Ann Ehlert
Ann Ehlert asked Paul Michael Peters:

How many people see your book before the rest of the world? Do they see it in fragments or only when you are finished?

Paul Michael Peters There’s a process called beta readership. If you were to become a beta reader for an author, and there are many authors out there looking for good beta readers, you get to read early versions of their work. On the plus side, you get to read free versions of the early work. On the downside, you get to read early versions of an author’s work. Believe me you don’t want to see the first three drafts of anything I write.

This is where the idiom comes from in writing; writing is rewriting.

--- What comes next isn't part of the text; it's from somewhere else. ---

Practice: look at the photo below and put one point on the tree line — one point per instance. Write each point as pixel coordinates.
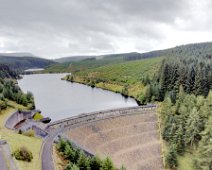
(9, 90)
(78, 160)
(187, 126)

I have a very talented person in Atlanta Georgia who has been my editor for the last three books. Her name is Brooke Payne. Brooke is very patient. Brooke is very detail oriented. Brooke breaks it to me gently when things go horribly wrong. She says things like, “have you ever considered trying it this way?” “What if it ends like this?” “How is your day job?” Brooke is very professional and I appreciate more and more the day I met her.

There are other people who have volunteer in the past to read early versions of my work. The process usually breaks down like this; draft two is full of spelling errors and grammatical mistakes. No one gets to see draft one but me. In draft two, the beta reader tells me things they like and they don’t like. These are line items or general comments. I go back and fix. Drafts two through four are often structural or character development. Draft number five is often detailed in corrections and steps to make everything amazing (from Brooke).

She may see drafts 2, 4, 5. While others see drafts 3 and 5.

The most number of people who’ve read any one of my particular books was The Symmetry of Snowflakes, where I had five readers, two of whom were paid ‘Book Doctors’.

A book doctor is just what it sounds like. A paid professional to read your work and provide a diagnosis or treatment. I find this is money well spent. I don’t mind paying people to be honest and detailed about what I’ve written. I don’t like it if I pay someone for that work and they spend all the time on the first quarter of the book, with a few jotted notes during the other ¾ of the work. So it is difficult to find people who will be honest, who read a lot, and are willing to help you shape hundreds of pages into something better.

Could I do this all on my own? Maybe. But I am better for surrounding myself with people who will push and challenge me to do better. On my own, I might not try as hard. But writing for Brooke, I know that she won’t respect me if I don’t produce a certain quality of work. Actually, I am not sure if she respects me. I only hope that she will respect me for a certain level of work.

Finding that group of people to work with and getting into a process took the most amount of time. If you can A) Find your voice and write, B) Find a process that works for you, and C) Repeat the process going forward for success (how you define success)… Then you are way ahead of me. Those three steps took the better part of 2-3 years.

I can recommend some people and steps to help you get there faster if interested.